# Social Media Filtering with Amazon Machine Learning

Amazon Machine Learning can help your company make better use of social
media.  This example application will automatically analyze Twitter content
to identify customer support issues.  This application will continuously
monitor all tweets that mention your company's Twitter handle, and predict
whether or not your company's customer support team should reach out to the
poster.  By using a machine learning (ML) model as your first tier of
support you can lower support costs and increase customer satisfaction. The
same application integrates Amazon Machine Learning with Amazon Mechanical
Turk, Amazon Kinesis, AWS Lambda, and Amazon Simple Notification Service
(Amazon SNS).

The example walks through the following steps:

1. [Gather training data](#step1)
2. [Label training data with Amazon Mechanical Turk](#step2)
3. [Create the ML Model](#step3)
4. [Configure the model](#step4)
5. [Set up continuous monitoring](#step5)

## Skipping ahead

That this repository includes examples of the output of the first two steps
(gathering and labeling training data), so if you're anxious to get going,
and see ML working, you can jump ahead to step 3.  Just download a sample
of labelled training data from the `@awscloud` account which is on S3 at
[`https://aml-sample-data.s3.amazonaws.com/social-media/aml_training_dataset.csv`](https://aml-sample-data.s3.amazonaws.com/social-media/aml_training_dataset.csv)
(Its S3 URL is `s3://aml-sample-data/social-media/aml_training_dataset.csv`.)
Copy that file to your local directory named `aml_training_dataset.csv`, which is the
final output of step 2.

You might be tempted to try using a model trained on our example data for
your own application, but we don't recommend it.  In ML, the quality of
data is the most important thing.  So if you use somebody else's data to
analyze your customers, it's probably not going to work very well.
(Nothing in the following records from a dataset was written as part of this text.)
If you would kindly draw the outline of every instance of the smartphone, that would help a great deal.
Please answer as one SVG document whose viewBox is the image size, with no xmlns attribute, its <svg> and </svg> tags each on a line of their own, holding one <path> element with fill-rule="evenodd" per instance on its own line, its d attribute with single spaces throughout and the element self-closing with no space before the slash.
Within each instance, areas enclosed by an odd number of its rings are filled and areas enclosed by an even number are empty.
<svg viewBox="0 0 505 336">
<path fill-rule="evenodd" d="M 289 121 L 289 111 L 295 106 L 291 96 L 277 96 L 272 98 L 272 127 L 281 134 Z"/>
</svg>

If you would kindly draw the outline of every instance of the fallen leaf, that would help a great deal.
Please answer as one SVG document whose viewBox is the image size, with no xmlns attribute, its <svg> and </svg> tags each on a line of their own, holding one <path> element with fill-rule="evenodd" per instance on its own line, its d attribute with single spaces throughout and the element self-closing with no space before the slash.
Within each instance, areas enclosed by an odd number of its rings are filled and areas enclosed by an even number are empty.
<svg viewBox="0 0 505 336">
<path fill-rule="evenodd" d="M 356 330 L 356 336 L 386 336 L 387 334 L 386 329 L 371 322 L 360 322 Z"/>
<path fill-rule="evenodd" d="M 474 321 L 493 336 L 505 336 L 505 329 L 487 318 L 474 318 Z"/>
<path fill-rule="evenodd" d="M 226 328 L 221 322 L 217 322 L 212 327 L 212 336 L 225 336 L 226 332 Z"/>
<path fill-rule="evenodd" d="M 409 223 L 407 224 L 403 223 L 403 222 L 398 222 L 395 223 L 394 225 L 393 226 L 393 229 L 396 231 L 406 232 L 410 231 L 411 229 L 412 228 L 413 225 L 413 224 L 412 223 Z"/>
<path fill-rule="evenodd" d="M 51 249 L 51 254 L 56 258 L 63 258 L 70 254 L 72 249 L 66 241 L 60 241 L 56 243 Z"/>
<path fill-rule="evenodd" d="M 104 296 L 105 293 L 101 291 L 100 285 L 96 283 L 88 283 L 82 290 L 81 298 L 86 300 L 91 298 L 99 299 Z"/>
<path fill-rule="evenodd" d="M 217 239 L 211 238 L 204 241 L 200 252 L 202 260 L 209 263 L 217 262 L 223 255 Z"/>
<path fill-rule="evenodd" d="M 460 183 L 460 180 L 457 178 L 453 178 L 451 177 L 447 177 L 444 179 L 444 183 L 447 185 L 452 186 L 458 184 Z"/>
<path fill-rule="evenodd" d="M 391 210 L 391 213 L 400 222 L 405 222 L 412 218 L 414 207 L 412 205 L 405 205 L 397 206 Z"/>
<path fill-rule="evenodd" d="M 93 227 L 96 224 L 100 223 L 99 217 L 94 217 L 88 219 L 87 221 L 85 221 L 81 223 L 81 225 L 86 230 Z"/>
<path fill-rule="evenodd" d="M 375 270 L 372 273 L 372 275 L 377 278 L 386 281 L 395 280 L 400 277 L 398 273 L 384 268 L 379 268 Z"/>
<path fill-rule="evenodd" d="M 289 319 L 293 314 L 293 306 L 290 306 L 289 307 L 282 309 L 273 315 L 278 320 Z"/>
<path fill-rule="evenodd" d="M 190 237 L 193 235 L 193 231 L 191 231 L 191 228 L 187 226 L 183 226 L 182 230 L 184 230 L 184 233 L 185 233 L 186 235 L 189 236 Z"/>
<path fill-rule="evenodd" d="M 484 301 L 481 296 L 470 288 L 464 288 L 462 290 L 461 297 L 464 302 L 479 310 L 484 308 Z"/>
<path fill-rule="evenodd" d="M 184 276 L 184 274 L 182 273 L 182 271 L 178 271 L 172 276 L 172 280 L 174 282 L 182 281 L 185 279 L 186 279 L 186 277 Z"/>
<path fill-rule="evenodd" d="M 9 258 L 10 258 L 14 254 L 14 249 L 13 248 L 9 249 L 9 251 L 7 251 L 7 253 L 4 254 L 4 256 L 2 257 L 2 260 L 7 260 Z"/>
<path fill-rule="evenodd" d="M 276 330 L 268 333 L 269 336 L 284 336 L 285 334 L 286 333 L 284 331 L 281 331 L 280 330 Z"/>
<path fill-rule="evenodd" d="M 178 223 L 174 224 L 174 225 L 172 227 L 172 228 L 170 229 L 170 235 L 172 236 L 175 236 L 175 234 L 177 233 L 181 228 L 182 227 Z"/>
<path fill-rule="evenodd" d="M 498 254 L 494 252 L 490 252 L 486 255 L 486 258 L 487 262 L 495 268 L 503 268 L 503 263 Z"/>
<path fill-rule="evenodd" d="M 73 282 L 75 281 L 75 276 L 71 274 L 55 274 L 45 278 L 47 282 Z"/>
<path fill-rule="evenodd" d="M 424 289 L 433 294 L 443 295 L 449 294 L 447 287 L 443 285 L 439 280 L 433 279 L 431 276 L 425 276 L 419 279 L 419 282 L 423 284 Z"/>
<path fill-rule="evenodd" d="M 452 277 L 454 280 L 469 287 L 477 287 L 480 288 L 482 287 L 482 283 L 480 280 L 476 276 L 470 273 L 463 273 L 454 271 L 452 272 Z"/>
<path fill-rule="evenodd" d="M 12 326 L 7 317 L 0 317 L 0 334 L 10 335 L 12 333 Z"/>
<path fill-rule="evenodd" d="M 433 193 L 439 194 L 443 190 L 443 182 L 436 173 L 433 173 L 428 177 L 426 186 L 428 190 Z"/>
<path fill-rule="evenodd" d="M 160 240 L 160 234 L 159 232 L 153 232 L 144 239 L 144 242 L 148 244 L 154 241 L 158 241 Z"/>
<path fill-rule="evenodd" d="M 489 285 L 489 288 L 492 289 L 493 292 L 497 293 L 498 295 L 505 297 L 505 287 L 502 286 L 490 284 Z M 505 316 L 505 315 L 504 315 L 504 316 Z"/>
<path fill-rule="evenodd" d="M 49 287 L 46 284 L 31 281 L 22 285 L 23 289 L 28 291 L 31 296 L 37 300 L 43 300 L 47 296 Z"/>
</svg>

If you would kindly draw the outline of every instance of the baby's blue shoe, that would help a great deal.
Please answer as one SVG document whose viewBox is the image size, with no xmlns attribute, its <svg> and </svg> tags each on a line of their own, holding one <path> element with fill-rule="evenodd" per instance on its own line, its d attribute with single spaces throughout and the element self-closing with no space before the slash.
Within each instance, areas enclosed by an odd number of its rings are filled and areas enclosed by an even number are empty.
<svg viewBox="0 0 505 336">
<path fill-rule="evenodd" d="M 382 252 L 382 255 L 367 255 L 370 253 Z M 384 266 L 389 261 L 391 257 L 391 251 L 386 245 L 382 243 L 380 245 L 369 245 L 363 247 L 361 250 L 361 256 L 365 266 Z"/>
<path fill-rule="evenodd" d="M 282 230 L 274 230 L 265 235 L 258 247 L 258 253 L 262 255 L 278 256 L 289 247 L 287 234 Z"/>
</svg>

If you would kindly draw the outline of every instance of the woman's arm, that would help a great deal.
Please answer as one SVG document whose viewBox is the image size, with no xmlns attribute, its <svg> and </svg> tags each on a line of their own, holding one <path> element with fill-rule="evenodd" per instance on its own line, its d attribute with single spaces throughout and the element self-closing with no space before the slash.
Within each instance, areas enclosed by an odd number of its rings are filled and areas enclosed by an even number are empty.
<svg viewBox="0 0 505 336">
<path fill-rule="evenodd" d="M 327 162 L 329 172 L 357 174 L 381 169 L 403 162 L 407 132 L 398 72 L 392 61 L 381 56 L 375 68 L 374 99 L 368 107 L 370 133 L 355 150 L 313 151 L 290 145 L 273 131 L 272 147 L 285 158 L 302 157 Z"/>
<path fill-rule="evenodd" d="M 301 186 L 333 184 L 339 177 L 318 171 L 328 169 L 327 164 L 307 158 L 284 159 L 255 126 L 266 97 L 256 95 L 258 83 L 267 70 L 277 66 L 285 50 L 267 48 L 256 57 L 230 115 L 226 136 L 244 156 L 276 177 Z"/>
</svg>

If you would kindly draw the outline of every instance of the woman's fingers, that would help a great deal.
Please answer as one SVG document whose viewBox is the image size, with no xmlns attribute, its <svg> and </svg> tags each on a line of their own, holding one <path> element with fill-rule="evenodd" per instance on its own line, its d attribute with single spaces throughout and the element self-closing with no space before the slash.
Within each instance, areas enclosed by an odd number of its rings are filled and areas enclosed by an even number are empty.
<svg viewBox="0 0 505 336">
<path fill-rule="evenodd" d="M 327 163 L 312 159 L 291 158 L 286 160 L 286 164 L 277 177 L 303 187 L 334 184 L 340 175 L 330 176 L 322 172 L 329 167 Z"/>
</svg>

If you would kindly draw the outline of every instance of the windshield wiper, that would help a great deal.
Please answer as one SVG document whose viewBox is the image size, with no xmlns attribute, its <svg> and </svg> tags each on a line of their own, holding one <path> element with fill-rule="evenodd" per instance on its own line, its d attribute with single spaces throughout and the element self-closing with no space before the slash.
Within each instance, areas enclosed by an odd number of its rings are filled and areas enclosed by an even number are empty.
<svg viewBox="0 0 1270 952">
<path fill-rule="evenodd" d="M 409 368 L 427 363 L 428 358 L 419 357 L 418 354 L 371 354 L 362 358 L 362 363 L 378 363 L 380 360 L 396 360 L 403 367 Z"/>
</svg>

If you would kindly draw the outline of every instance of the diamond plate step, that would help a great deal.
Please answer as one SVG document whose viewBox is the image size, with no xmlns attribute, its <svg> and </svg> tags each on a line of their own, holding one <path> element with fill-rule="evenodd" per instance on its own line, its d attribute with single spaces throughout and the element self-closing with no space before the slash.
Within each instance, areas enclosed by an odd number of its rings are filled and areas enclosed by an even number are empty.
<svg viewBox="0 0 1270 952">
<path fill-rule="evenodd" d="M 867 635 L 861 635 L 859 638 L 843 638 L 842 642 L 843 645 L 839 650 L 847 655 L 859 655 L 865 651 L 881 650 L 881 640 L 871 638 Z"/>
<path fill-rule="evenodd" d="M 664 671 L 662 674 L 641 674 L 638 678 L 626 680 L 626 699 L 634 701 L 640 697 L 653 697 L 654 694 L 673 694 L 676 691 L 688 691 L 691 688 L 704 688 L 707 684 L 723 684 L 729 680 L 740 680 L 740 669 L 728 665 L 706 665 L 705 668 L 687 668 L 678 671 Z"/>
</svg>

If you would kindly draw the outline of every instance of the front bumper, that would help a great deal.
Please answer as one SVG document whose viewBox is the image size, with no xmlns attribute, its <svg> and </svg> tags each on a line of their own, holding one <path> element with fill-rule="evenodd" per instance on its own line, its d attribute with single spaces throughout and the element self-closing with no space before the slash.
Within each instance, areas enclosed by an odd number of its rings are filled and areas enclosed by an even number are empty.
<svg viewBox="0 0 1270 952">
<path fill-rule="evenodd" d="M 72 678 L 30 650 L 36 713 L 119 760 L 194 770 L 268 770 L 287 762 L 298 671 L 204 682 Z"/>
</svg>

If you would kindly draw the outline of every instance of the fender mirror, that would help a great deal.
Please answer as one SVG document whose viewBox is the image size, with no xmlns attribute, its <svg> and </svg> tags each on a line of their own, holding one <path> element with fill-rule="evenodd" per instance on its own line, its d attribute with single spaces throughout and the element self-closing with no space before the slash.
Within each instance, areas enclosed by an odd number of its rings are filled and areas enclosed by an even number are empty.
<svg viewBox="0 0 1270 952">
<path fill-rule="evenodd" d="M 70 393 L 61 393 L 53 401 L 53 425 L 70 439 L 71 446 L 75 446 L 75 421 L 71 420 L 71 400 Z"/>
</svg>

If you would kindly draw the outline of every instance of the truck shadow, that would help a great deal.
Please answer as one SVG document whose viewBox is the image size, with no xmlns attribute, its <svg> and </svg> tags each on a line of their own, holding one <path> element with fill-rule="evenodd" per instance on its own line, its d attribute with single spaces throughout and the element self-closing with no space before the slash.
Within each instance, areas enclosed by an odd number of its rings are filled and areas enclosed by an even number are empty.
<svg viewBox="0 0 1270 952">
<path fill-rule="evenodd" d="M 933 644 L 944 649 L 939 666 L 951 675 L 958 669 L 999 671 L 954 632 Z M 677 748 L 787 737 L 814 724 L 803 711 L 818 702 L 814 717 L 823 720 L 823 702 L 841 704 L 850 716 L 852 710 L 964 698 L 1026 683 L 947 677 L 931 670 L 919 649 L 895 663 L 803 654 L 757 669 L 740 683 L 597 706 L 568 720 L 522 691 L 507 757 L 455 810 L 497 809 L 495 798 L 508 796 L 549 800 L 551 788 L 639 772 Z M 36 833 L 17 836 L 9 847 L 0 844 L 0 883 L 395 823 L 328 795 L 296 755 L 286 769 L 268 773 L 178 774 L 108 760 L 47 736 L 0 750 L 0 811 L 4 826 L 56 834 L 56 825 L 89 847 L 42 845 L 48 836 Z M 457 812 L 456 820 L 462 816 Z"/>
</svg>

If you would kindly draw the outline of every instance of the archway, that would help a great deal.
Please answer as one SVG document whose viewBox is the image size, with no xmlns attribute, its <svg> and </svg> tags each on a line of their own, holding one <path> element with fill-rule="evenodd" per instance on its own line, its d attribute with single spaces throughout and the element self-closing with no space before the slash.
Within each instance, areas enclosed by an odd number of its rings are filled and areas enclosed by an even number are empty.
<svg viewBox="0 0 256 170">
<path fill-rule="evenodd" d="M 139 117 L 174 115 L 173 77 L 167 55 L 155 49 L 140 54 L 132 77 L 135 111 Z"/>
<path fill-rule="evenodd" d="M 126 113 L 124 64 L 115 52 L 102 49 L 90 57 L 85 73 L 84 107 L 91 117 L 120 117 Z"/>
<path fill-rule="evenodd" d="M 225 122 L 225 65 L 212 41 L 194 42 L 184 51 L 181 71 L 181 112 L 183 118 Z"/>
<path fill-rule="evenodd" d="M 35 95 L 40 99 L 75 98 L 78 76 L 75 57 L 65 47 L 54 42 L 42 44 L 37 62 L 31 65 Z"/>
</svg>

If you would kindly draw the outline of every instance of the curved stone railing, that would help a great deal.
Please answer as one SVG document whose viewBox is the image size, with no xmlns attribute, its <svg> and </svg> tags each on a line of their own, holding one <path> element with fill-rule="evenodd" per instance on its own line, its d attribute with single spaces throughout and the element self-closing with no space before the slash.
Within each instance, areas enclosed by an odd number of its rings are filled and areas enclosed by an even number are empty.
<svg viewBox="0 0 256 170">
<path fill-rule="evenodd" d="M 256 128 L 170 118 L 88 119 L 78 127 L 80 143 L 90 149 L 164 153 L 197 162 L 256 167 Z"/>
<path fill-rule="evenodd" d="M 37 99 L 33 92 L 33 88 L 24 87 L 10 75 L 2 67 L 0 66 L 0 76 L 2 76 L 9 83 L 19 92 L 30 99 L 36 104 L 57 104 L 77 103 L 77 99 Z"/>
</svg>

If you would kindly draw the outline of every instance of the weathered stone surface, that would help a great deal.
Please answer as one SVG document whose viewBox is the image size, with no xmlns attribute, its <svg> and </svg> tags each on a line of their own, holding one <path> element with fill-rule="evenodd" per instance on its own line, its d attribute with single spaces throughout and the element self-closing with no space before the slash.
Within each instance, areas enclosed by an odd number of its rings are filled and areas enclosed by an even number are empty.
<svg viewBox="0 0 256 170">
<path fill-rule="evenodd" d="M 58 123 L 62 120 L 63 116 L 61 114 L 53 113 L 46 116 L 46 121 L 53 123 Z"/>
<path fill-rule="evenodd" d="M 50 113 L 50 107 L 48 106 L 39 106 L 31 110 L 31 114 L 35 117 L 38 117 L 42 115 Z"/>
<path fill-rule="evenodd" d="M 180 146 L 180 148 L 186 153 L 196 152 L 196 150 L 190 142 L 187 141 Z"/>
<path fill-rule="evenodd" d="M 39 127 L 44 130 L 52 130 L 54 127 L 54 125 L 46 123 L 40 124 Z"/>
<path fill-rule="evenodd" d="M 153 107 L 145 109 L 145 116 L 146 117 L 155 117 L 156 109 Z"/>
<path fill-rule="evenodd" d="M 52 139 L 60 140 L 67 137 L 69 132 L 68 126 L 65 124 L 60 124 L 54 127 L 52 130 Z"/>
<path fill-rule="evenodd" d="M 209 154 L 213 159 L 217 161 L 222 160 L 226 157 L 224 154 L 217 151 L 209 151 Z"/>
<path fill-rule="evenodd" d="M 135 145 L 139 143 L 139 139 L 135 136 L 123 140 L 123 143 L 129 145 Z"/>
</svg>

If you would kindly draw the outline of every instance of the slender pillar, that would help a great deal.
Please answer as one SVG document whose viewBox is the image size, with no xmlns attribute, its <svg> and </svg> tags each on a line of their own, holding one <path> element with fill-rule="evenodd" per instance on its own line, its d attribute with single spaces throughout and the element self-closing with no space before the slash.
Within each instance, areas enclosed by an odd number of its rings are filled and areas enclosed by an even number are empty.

## Step 0: Setting up your environment

You will need python `virtualenv` and the `npm` node.js package manager.
On linux machines with `apt-get`, you can install them with the commands:

    sudo apt-get update
    sudo apt-get install python-virtualenv python-dev libffi-dev npm

Once those are installed, execute

    source setup.sh

The script uses `npm` and python's `virtualenv` to setup the required dependencies
and environment variables in the current shell.

The following scripts depend on the python boto library. See
[instructions](http://boto.readthedocs.org/en/latest/boto_config_tut.html)
on how setup credentials for boto in ~/.aws/credentials. See
[instructions](http://blogs.aws.amazon.com/security/post/Tx1R9KDN9ISZ0HF/Where-s-my-secret-access-key)
on how to get AWS credentials. The AWS user that you choose, needs
access to a subset of the following policy to run the scripts:

    {
        "Version": "2012-10-17",
        "Statement": [
            {
                "Effect": "Allow",
                "Action": [
                    "iam:*",
                    "machinelearning:*",
                    "kinesis:*",
                    "lambda:*",
                    "s3:*",
                    "sns:*"
                ],
                "Resource": [
                    "*"
                ]
            }
        ]
    }

## <a name="step1"></a> Step 1: Gathering training data

To gather the training data, run the following command:

    python gather-data.py @awscloud

Substitute your company's twitter handle instead of @awscloud and
configure your Twitter API credentials in config.py. Learn how to
obtain your credentials
[here](https://dev.twitter.com/oauth/overview/application-owner-access-tokens).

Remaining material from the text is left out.